Thursday, March 22, 2007

Book Recommendation

In the Church History II class I'm taking this semester at Christendom College, we are studying the Fall of England in the Protestant Revolution that swept through Europe beginning in 1519 and throughout the 16th century.

The subject of England's fall to Protestantism reminded me of an incredible book: The Daughter of Time by Josephine Tey. Even though it is fiction, it is extremely enlightening, and I can never think of Richard III or King Henry VIII without thinking back to The Daughter of Time. Once you start this book, it will only take a couple of days to finish because it is so engrossing. It will change your whole perspective of history and in particular the kings above.

Diane Ravitch in the "Atkinson-Ravitch Sampler of Classic Literature," an appendix at the back of her The Language Police describes the literary value of The Daughter of Time:

While Alan Grant of Scotland Yard is hospitalized with a minor injury, his friend brings him a packet of portraits to amuse him.

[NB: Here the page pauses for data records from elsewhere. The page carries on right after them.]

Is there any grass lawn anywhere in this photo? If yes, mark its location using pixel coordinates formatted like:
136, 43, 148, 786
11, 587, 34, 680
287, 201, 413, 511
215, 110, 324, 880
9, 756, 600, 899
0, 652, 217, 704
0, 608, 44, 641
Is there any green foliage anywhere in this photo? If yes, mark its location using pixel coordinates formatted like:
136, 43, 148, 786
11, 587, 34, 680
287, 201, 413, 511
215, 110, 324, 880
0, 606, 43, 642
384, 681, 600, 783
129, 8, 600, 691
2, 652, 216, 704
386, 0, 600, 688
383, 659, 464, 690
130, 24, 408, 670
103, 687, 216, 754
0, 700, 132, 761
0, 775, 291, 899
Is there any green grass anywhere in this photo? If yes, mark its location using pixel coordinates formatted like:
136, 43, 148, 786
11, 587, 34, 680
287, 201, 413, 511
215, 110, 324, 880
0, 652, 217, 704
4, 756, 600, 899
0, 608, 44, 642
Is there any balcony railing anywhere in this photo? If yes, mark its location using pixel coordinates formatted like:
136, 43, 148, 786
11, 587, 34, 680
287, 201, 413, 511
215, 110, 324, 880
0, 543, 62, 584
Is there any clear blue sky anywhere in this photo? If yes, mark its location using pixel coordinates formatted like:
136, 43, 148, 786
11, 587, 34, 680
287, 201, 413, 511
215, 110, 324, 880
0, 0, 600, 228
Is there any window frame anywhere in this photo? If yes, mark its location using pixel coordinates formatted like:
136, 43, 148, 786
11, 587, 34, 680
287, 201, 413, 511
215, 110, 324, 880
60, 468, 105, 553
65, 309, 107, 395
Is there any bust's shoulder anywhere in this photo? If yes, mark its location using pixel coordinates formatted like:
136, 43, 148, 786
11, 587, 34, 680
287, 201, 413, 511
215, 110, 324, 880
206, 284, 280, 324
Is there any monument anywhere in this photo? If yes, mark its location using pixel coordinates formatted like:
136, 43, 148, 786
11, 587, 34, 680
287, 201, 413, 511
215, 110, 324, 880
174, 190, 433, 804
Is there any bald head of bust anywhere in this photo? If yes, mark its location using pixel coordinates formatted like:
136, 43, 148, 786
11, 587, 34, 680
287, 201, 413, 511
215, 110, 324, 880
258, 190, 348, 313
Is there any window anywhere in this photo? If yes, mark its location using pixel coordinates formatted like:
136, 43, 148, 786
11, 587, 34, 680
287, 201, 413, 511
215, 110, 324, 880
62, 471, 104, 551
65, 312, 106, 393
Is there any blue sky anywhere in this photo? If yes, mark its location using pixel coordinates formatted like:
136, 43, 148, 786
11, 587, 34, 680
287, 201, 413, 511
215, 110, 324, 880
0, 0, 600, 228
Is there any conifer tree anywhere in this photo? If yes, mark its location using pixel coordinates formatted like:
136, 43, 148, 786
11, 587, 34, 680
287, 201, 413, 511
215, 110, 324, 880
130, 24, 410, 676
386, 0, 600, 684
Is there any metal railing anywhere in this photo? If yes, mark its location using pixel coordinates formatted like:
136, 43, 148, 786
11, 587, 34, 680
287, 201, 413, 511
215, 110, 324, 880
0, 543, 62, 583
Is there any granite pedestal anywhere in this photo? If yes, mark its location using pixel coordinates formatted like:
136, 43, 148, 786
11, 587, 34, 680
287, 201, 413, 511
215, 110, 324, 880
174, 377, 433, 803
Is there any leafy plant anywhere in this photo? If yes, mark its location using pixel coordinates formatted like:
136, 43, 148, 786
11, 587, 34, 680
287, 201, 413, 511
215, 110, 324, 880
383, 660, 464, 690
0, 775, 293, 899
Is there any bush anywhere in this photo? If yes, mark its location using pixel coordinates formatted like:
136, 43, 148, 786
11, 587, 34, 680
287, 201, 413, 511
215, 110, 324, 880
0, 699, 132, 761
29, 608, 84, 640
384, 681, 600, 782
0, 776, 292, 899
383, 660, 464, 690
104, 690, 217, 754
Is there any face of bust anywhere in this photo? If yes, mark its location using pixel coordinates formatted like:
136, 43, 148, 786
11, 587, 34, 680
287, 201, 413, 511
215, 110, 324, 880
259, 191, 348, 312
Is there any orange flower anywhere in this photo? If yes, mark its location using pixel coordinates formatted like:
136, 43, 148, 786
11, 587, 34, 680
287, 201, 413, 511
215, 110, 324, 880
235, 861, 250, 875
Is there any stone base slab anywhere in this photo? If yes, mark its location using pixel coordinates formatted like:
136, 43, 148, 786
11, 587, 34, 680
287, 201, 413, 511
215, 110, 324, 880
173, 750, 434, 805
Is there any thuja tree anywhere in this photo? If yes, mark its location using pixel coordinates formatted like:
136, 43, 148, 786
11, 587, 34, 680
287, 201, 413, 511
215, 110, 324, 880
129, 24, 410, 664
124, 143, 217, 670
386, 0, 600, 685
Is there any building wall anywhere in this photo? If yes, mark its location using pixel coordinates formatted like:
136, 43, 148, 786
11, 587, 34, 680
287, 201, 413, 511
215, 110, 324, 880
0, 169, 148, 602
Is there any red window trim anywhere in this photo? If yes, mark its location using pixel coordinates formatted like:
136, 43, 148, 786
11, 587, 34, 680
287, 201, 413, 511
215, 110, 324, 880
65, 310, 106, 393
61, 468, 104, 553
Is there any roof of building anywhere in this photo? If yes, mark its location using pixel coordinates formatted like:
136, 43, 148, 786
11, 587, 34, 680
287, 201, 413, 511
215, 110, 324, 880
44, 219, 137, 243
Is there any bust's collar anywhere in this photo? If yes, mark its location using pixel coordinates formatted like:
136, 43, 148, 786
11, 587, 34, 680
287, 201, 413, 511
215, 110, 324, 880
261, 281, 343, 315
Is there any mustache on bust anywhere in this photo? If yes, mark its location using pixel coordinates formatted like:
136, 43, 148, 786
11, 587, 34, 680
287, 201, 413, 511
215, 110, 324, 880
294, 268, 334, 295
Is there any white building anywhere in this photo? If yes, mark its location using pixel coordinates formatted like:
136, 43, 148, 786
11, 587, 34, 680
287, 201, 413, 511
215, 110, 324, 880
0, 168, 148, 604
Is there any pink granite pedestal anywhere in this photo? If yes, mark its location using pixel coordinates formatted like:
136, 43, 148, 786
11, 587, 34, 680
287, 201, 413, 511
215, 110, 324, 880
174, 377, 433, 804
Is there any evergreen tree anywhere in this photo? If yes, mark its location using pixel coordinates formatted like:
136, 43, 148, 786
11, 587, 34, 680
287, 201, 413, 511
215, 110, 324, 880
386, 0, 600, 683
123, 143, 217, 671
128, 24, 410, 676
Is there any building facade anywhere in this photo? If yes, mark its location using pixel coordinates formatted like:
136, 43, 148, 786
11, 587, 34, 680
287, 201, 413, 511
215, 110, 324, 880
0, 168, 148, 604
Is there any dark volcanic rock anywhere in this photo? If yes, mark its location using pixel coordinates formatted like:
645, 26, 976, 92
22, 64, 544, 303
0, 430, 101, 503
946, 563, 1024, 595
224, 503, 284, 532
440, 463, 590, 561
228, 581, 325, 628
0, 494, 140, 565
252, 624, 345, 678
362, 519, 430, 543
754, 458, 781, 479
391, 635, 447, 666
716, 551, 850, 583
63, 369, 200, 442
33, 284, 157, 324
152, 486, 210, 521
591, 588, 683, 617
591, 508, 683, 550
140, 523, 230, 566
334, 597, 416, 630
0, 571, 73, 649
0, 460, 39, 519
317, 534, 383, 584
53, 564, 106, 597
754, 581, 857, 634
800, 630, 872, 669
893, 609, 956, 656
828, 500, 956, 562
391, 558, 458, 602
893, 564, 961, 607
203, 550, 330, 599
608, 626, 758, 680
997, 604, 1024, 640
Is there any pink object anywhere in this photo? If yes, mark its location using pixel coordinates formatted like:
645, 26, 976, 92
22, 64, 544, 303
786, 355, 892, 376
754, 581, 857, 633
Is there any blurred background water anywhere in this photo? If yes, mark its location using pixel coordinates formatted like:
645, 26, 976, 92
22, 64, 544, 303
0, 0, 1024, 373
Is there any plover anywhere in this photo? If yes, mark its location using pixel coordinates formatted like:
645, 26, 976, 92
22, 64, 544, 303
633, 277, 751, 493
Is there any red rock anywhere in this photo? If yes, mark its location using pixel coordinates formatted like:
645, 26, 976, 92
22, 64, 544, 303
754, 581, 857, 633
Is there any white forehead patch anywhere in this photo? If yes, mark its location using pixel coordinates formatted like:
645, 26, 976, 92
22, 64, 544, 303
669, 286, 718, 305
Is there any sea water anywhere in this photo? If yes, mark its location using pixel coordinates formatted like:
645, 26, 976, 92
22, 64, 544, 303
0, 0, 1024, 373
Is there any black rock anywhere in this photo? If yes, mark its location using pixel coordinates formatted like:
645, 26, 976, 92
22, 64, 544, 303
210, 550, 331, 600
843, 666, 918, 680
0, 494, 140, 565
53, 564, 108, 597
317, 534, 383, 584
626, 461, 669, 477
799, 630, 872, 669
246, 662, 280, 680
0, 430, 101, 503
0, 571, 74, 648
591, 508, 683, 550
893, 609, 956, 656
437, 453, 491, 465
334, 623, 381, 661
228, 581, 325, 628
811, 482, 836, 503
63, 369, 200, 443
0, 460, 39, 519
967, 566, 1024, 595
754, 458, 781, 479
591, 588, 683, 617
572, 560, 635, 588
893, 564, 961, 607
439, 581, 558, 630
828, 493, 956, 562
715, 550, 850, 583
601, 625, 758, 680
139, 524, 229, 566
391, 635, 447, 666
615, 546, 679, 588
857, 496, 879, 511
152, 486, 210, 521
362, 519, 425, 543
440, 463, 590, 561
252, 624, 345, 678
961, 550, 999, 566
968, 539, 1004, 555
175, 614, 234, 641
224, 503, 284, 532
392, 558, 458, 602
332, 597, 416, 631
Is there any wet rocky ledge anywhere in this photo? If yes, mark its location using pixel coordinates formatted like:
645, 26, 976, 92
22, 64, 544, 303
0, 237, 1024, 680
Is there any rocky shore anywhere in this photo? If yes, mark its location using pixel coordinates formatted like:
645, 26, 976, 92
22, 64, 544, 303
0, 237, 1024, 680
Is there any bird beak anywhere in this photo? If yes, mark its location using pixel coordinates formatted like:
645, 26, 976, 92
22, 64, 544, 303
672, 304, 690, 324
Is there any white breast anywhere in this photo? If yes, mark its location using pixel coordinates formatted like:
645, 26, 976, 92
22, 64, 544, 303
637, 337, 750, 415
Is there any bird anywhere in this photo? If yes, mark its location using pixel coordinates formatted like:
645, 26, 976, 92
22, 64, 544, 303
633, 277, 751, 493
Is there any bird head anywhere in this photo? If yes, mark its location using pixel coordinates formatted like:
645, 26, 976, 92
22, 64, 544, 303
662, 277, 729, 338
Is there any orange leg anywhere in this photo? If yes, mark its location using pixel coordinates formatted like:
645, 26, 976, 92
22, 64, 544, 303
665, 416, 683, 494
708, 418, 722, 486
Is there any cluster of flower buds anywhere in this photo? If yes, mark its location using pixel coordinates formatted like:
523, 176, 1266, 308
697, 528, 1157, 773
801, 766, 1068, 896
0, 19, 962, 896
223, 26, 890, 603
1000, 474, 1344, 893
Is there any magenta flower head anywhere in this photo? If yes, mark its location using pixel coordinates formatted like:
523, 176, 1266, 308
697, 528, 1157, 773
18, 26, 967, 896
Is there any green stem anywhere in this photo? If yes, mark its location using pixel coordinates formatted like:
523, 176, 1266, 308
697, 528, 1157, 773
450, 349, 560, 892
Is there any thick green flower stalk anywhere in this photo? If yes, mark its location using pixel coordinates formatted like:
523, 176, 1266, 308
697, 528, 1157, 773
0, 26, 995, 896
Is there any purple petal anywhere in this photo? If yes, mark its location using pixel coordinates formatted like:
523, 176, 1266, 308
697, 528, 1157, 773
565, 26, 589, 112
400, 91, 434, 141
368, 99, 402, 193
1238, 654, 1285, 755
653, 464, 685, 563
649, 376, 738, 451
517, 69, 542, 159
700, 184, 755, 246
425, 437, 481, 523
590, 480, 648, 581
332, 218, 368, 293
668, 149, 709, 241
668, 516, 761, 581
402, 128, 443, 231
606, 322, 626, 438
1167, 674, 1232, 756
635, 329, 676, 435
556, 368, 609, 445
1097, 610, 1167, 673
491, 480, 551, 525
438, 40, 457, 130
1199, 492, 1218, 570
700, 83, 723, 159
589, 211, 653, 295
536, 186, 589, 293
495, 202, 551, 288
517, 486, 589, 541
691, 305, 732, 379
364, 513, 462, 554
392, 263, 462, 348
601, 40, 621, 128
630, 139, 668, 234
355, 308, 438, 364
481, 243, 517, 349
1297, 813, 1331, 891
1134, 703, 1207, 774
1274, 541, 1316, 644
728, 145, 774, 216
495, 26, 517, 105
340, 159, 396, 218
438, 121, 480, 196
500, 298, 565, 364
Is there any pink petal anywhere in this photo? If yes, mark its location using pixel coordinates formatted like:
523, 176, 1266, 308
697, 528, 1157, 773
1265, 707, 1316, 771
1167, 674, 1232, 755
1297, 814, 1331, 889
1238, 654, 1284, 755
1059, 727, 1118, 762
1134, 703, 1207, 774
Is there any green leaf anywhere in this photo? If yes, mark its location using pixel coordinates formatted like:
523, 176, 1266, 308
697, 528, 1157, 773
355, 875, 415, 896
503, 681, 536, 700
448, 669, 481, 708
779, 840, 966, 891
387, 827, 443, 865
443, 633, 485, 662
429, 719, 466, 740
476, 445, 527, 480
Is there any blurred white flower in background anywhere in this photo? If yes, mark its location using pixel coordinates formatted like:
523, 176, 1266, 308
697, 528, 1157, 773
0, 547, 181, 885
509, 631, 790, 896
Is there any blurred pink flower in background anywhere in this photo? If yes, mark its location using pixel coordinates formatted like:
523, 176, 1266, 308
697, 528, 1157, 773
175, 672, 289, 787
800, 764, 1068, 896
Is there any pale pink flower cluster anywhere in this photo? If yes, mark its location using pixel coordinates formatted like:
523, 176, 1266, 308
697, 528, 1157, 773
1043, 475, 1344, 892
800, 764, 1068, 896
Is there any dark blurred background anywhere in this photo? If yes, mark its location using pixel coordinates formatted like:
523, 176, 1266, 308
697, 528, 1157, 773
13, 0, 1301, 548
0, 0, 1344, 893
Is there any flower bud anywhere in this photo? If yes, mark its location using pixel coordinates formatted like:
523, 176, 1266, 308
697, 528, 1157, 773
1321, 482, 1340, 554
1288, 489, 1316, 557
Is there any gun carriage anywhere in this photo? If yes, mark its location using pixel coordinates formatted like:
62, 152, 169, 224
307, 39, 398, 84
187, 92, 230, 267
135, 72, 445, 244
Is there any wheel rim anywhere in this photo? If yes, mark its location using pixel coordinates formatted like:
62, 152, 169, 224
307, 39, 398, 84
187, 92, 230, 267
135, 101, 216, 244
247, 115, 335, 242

One is the infamous villain Richard III. Grant sees something in the man's face that intrigues him. With a detective's eye for detail, the bedridden Grant sets out to solve one of history's most notorious crimes. It is a dazzling novel that is a model of the creative power of skeptical thinking.

It is certainly the best mystery ever written and a book every student these days should be familiar with. Unfortunately, for too many students today, schools promote mediocre books pleasing to multiculturalists and feminists as well as teen literature that schools mistakingly feel students can relate to better than classic literature. Any canon of great literature is eschewed.